Ci sono marchi, invece, che fanno della responsabilità sociale la loro bandiera. Anche Coop ha le sue linee guida. Nel documento si legge che “predilige i fornitori i cui stipendi garantiscono almeno la soddisfazione dei bisogni di base”.
Qual è la differenza tra Coca Cola e Coop? Ci risponde Franco Ciappelli, responsabile della social compliance di Coop Italia. “Il nostro obiettivo non è quello di rescindere un contratto che ha ‘sporcato’ l’immagine sociale del nostro prodotto. Potrei dire: questo lo butto fuori e siamo tutti a posto, così come hanno fatto nel tempo alcune multinazionali del tessile sportivo. Così farei moltissimo danno ai lavoratori. Dobbiamo mantenere il confine sottile tra il nostro potere contrattuale – fare la voce grossa – e il mantenimento del presidio a favore delle figure più deboli della filiera. Dobbiamo esercitare l’autorevolezza, non l’autorità”.
“Non prendiamo le clementine da tutti”, spiega ancora Ciappelli. “La responsabilità sociale è parte integrante del contratto. Facciamo anche verifiche su retribuzione e sicurezza. La piaga è il salario decurtato anche del 40%. Noi pretendiamo la presenza di buste paga e intervistiamo i lavoratori senza la presenza dei titolari.

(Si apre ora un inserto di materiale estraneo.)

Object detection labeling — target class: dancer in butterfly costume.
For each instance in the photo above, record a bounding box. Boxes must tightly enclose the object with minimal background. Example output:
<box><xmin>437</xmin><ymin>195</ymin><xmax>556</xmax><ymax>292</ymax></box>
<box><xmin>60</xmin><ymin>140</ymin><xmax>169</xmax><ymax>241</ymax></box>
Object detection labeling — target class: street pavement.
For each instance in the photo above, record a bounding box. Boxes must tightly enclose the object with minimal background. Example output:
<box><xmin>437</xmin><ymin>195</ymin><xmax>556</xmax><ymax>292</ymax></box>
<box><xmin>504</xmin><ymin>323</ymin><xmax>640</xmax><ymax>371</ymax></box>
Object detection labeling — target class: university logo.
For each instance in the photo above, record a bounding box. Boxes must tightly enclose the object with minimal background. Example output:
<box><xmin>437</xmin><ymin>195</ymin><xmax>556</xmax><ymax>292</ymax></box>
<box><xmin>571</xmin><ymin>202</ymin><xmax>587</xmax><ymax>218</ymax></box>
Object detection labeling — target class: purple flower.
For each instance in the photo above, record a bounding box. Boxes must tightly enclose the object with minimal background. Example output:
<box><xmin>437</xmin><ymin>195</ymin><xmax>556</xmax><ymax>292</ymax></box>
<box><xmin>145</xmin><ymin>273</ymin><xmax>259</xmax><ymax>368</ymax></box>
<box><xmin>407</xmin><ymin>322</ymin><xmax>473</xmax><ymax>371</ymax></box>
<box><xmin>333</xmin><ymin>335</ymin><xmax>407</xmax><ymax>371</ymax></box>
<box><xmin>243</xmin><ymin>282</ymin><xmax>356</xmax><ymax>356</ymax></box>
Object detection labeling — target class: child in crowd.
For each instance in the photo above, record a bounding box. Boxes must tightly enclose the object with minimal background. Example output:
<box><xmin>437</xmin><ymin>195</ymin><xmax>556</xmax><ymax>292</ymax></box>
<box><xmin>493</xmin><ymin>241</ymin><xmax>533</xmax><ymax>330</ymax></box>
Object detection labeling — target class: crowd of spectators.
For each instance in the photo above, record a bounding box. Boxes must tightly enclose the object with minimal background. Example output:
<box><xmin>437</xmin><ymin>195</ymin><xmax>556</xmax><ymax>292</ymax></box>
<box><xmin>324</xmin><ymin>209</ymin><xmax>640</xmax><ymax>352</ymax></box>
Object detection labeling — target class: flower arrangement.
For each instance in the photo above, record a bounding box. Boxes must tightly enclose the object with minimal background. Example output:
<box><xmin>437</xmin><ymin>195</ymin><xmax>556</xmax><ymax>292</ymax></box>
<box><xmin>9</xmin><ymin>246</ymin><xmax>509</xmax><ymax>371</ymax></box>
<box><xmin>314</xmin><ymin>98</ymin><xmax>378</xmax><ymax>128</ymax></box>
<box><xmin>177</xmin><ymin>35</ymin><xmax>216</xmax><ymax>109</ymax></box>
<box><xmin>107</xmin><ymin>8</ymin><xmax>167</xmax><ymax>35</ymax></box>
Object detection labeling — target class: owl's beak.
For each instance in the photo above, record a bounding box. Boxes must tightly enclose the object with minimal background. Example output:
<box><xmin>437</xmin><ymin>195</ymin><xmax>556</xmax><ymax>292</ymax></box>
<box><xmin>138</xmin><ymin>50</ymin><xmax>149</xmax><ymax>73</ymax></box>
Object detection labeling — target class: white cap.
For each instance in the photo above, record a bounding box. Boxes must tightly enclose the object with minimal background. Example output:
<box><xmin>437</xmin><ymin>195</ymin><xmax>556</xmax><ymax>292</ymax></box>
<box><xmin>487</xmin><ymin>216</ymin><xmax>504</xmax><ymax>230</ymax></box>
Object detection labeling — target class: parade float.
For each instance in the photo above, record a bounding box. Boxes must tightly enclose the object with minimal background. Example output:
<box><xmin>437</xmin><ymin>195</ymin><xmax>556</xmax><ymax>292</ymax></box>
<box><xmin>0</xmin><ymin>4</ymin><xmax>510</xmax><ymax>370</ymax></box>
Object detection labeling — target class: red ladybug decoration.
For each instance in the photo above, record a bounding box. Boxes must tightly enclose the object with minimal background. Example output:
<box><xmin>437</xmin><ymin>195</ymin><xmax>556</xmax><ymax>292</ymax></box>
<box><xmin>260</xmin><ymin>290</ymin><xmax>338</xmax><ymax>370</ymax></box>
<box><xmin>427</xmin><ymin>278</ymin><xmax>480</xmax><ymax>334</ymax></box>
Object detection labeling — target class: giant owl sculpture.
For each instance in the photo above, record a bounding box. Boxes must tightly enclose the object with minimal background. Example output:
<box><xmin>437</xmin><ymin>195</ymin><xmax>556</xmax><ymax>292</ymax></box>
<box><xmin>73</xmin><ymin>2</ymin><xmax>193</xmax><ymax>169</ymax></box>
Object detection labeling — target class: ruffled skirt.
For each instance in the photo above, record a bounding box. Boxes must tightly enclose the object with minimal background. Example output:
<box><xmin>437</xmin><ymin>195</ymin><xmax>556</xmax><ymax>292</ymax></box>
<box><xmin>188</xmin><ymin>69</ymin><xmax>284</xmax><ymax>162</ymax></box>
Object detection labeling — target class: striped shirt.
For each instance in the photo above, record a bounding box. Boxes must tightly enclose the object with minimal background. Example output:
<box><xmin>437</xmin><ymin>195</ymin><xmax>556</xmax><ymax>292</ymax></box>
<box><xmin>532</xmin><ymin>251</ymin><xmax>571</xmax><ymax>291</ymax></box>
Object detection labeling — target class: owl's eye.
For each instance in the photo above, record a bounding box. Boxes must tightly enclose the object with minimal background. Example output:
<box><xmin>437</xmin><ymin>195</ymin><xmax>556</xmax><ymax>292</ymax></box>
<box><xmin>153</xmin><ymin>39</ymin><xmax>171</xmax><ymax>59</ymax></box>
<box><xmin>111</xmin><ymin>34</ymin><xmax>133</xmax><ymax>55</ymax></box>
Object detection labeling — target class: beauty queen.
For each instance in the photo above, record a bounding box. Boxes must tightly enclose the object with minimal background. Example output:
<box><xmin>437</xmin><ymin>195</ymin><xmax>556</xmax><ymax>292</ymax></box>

Coop Italia, da qualche anno, ha spostato le produzioni calabresi verso la Piana di Sibari. Non siamo in Svizzera, ma le situazioni sono più semplici da gestire rispetto a Rosarno”.
“Condizioni di lavoro africane, prezzi sudamericani”, si lamenta un produttore calabrese. “Ma siamo in Europa o no? I nostri lavoratori – italiani e stranieri – sono in regola. Vendiamo tramite un grossista che prende dal 12 al 16% di ricarico. Poi loro rivendono a Coop. Firmiamo un accordo di fornitura con cui ci impegniamo a dare la paga minima. Ogni anno abbiamo la visita di un funzionario che si occupa del sistema di qualità Coop. Le clementine, in media, sono pagate 50-60 centesimi. Il costo di produzione è intorno ai 25 centesimi (raccolta, imballaggi, consegna in magazzino). Il guadagno è zero. Sono prezzi da fame. Le arance tarocco sono pagate ancora meno”.
“Qualche volta recepisco queste lamentele”, ribatte Ciappelli. “Posso rispondere che l’entità del contratto è sempre rilevante e che si tratta di progetti di lunga durata. E aggiungo che quando Coop firma un contratto altri produttori si aggiungono. Attenzione, magari prendete una lira in meno però acquisite altri contratti. Perché dove arriva Coop arrivano i distributori internazionali”.
Da due anni l’associazione Equosud sta provando a costruire un’alternativa tramite i GAS (Gruppi di Acquisto Solidale) a partire dalla Piana di Gioia Tauro. Il loro punto di vista è differente. Secondo gli attivisti “la Grande Distribuzione Organizzata governa questo come gli altri gironi infernali dell’agricoltura italiana”.